最後の嘘と、最後の本当。
苦し気に呼吸を繰り返す。
息を一つ吸って、ようやく吐き出す。
生きるために必死にしている行為が、より自分を苦しめている気がした。
妻が泣きながら私の腕を握っているのを感じながらも、私は無力に目を閉じることしか出来なかった。
そんな時。
ふと、閉じているはずの瞼の裏に独りの少年が現れた。
麦藁帽を深く被っていて、私の目には彼の顔が見えない。
奇妙なことにどこか近しいものを感じる。
彼は私を見るなり舌打ちをして、唾をこちらへ吐きかけた。
「嘘吐きの馬鹿!」
あまりの言葉に私は一瞬、呆然とするがすぐに気を取り戻して彼に尋ねた。
「何故、そんなことを言うんだい?」
そう問いかけながら、私は奇妙なことに彼に一歩近づくことが出来た。
今、この瞬間も妻に手を握られ、必死に命を繋いでいるという現実を確かに理解しているのに。
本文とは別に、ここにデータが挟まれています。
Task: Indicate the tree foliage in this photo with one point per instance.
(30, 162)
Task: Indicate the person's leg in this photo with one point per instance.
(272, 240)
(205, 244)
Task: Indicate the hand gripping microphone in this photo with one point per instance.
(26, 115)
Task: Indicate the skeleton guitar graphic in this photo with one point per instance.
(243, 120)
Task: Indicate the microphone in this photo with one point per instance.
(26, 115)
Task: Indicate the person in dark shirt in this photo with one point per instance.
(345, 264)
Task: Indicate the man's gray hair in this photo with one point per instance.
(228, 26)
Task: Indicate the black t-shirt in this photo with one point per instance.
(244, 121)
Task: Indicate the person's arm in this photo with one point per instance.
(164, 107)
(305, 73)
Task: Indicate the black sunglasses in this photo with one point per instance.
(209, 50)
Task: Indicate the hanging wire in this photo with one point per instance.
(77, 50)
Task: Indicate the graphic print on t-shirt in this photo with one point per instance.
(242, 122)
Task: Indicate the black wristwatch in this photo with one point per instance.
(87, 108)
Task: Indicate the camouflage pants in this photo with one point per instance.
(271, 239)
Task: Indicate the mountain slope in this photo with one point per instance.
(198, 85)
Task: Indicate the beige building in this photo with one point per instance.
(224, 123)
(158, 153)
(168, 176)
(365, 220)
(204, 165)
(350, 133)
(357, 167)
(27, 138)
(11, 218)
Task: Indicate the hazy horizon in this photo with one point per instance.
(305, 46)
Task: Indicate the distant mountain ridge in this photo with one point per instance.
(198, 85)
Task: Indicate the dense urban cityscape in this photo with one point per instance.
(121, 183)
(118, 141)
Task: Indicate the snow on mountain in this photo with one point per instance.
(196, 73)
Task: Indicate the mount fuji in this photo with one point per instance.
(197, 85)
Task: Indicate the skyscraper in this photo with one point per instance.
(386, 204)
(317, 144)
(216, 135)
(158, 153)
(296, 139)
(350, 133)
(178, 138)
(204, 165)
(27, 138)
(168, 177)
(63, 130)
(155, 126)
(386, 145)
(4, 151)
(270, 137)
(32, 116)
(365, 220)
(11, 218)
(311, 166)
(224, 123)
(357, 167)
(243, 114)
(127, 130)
身動き一つ取れない現実が虚しさを覚えるほどの滑稽さを持って、私は彼に尚も尋ねる。
「何故、君にそんなことを言われなければならないんだい?」
「お前が嘘吐きの馬鹿だからだ!」
繰り返される言葉に私は首を傾げる。
本気で彼が何を言っているのか分からない。
すると少年は近づいてきて、私のことを思い切り蹴飛ばした。
その瞬間、彼の麦藁帽が落ちた。
それを見て、私は思わず声をあげる。
「あっ!」
少年は私を強く睨んでいた。
私は彼を知っていた。
誰よりも。
何せ、それは幼い頃の私自身だったのだから。
「嘘吐き! 嘘吐き! 嘘吐き!!」
彼は。
幼い日の僕はそう言って私の身体を蹴り続けた。
ここにきて、私は何故僕がこうも睨んでいるのかを知った。
いや、思い出したと言うべきか。
「野球選手になるって言ったじゃないか!」
僕が泣きながら私を蹴る。
殴って、蹴って、また殴って……泣き叫ぶ。
「誰よりも強い選手になるって言ったじゃないか!」
ここにきて私はようやく悟る。
そうか。
目の前に居る僕は、私の内にある最期の思考なのか。
泣き叫ぶ僕の姿を見つめながら、私は過去の記憶や挫折を色々と思い出す。
現実とは残酷なものだ。
こんなにも夢に満ちていた僕は、数え切れないほどの挫折や要因、そして時には自分の意思によって私へと変わったのだから。
「ごめんな」
私は小さな僕の身体を抱きしめた。
「夢を諦めちゃって」
私の腕の中で僕が泣き続ける。
もっと、ずっと、抱きしめ続けてあげていたいほどに僕は哀れだった。
しかし、僕は私よりずっと偉かった。
「ねえ。後悔はしている?」
こう問いかけてくれたから。
私は僕の身体から静かに離れて告げた。
「悪いけれど、全くしていないよ」
私の答えに僕はまた泣き声をあげて、そしてそのまま走り去った。
「嘘吐き! このバカ!!」
そんな捨て台詞と共に。
その後ろ背を見つめたままでいた私の意識がふと現実に戻る。
私が微かに開いた目を見てすっかりと年老いた妻が泣き叫ぶ。
私の手を包んだ妻の手が力強いものに変わる。
「あなた」
妻の声が辛うじて形となって聞こえる。
「私と一緒で……幸せでしたか?」
きっと、これが最後だ。
私も妻もそれを悟っていた。
だからこそ、二つの言葉を告げた。
「一つも後悔はしていないよ」
一つは僕の嘘。
「君と一緒に生きられて良かった」
もう一つは私の本当。
長く、長く共に生きて妻はそのどちらも心穏やかに受け止めてくれた。
妻の顔はあまりにも涙でまみれて笑ってしまうほどだったけれど、それでも妻は言葉を返してくれた。
「愛しています」
その言葉に私もまた言葉を返す。
「僕もだよ」
子供染みた後悔よりも遥かに大きな愛に包まれたまま、僕は安らかに死の世界へと先立った。